- Resurgent USD demand and falling German yields add to the weight on EUR/USD.
- Draghi makes no comments on the monetary policy, focus shifts to the US PPI.
EUR/USD failed once again at higher levels and reversed nearly 30-pips to test the demand zone near the 1.1700 levels, as the US dollar catches fresh bids against its major rivals heading towards the US PPI release.
The risk-off sentiment seen in the European markets amid escalating US-China trade tensions prompt investors to seek safety in the world’s reserve currency, the US dollar.
More so, the sell-off in the 10-year German yields also weighed negatively on the common currency. The 10-year German bond yields drop -6% below the 0.30 level.
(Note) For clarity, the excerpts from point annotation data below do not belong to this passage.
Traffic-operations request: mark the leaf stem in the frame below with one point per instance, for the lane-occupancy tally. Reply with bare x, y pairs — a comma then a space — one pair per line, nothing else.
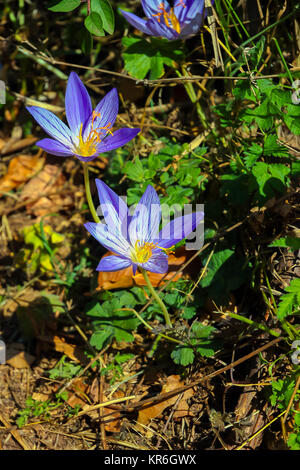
88, 193
252, 323
157, 298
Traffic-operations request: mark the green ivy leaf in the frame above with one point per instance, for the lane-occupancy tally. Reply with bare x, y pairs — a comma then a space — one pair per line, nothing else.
94, 25
183, 355
65, 5
289, 301
287, 242
104, 10
292, 118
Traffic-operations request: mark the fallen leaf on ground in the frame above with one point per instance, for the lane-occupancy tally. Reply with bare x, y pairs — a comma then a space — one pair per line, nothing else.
124, 278
48, 183
173, 382
59, 344
20, 170
17, 357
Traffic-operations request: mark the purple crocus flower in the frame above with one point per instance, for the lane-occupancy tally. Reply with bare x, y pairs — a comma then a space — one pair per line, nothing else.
136, 240
90, 132
179, 21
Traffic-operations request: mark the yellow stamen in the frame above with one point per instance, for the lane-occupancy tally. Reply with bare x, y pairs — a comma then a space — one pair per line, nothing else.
170, 19
88, 147
142, 253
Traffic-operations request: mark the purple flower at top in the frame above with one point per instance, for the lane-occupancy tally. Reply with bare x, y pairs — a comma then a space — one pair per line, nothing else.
177, 19
90, 132
135, 239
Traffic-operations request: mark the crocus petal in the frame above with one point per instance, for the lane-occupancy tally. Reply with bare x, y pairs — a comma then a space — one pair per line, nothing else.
114, 209
181, 8
118, 139
158, 263
135, 21
151, 7
78, 103
51, 124
146, 218
54, 147
111, 241
113, 263
104, 115
178, 228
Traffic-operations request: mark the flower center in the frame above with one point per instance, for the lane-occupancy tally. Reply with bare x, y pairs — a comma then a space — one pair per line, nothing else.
169, 17
88, 146
142, 253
Also, the EUR bulls were disappointed, as the European Central Bank (ECB) President Draghi failed to touch upon the bank’s monetary policy program in his speech at the 9th ECB Statistic Conference.
Attention now turns towards the US PPI release for fresh trading opportunities in the spot, as Thursday’s ECB June meeting minutes and US CPI report are eagerly awaited.
EUR/USD Technical Levels
Slobodan Drvenica at Windsor Brokers, noted: “Falling 55SMA (currently at 1.1758) continues to cap for the third straight day and sustained break higher is needed to generate bullish signal and turn near-term focus higher. Daily cloud base (1.1713) holds today’s action for now and marks initial support, while stronger bearish signal could be expected on break below Tuesday’s low at 1.1690, reinforced by 10/30SMA bull-cross. Mixed configuration of daily MA’s supports sideways mode for now, but south-heading slow stochastic and momentum maintain pressure. Look for direction signal on break of either side. Res: 1.1746; 1.1758; 1.1790; 1.1840. Sup: 1.1713; 1.1690; 1.1658; 1.1658.”